Evet sandık geniş kitleler için halen önemli bir simge. Keza demokrasi adına ellerinde olan yegane şey bu burjuva yanılsama. Ama birikmiş toplumsal öfkenin sandık bendini yıkıp geçecek bir kıvamda olduğu da gerçeğin başka bir yüzü.

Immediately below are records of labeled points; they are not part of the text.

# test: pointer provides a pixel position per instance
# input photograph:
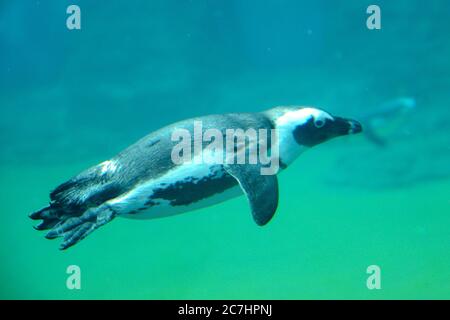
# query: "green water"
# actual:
(70, 100)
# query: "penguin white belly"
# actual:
(182, 189)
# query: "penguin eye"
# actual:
(319, 123)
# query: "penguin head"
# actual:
(312, 126)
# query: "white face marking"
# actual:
(286, 124)
(300, 116)
(108, 167)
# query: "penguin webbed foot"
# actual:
(75, 229)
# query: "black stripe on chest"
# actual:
(192, 189)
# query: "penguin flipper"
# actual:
(261, 190)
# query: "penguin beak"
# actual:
(344, 126)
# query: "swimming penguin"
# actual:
(144, 181)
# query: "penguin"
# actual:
(144, 182)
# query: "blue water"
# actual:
(70, 99)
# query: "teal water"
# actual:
(71, 99)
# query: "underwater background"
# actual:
(70, 99)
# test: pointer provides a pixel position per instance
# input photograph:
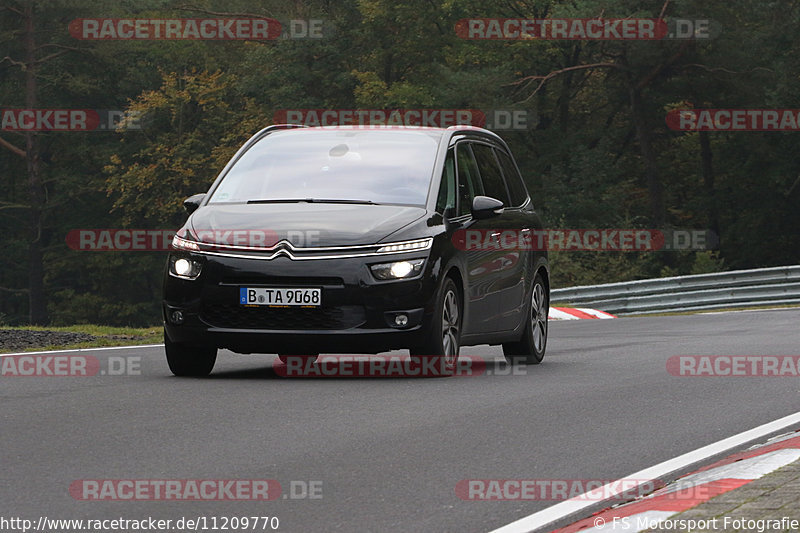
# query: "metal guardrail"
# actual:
(762, 286)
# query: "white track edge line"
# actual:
(85, 349)
(561, 510)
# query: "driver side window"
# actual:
(447, 188)
(469, 180)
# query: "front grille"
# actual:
(292, 318)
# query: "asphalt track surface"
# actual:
(389, 452)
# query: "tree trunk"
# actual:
(37, 307)
(654, 186)
(706, 158)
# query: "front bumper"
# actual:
(357, 314)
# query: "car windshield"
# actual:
(369, 166)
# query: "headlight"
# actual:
(408, 246)
(186, 268)
(397, 269)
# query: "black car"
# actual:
(351, 240)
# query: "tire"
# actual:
(444, 337)
(189, 361)
(530, 348)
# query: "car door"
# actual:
(509, 262)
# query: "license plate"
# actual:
(280, 297)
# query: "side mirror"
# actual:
(486, 207)
(193, 202)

Bu seçim dönemini sadece bunlarla anmayacağız. Mesela kendisine “İşçi Partisi” ismini yakıştıranların ya da “komünist” ismini kullananların bunun içini doldururken birçok anlamı nasıl karikatürize ettikleriyle de hatırlayacağız. TKP’nin “komünistliğini” işçileri aday göstererek kanıtlamasını ve aslında onlarla kurduğu dışardan ilişkiyi, TİP’in işçi sınıfının bileşeni olmayan adaylarını zorla işçi ilan etmesini, işçi tanımını değiştirecek kadar işi ileri götürmesini unutmayacağız. TKP’nin o ekonomist, bir o kadar da dışardan sınıf yaklaşımıyla Kürt bir öğretmeni TRT ekranına çıkararak “eskiden Kürt milliyetçisiydim, şimdi doğru yolu buldum” mealinde sözler ettirmesiniyse dünya görüşümüz açısından utançla hatırlayacağız.
Her biri ayrı ayrı üzerinde durulması gereken bu iki ters, ama aslında aynı noktada buluşan yaklaşımların kendilerini, sınıf devrimciliğinin zayıf olduğu bu koşullarda bazı sandalyelere oturtturabildiklerini unutmadan. Bu seçimin belki de en önemli sonuçlarından biri bu gerçeğin adeta gözümüze sokulmasıdır. Başka pekçok şeyle birlikte…
2023 seçimleri sonuçlarıyla birlikte her açıdan önümüze yeni mecralar açıyor vesselam.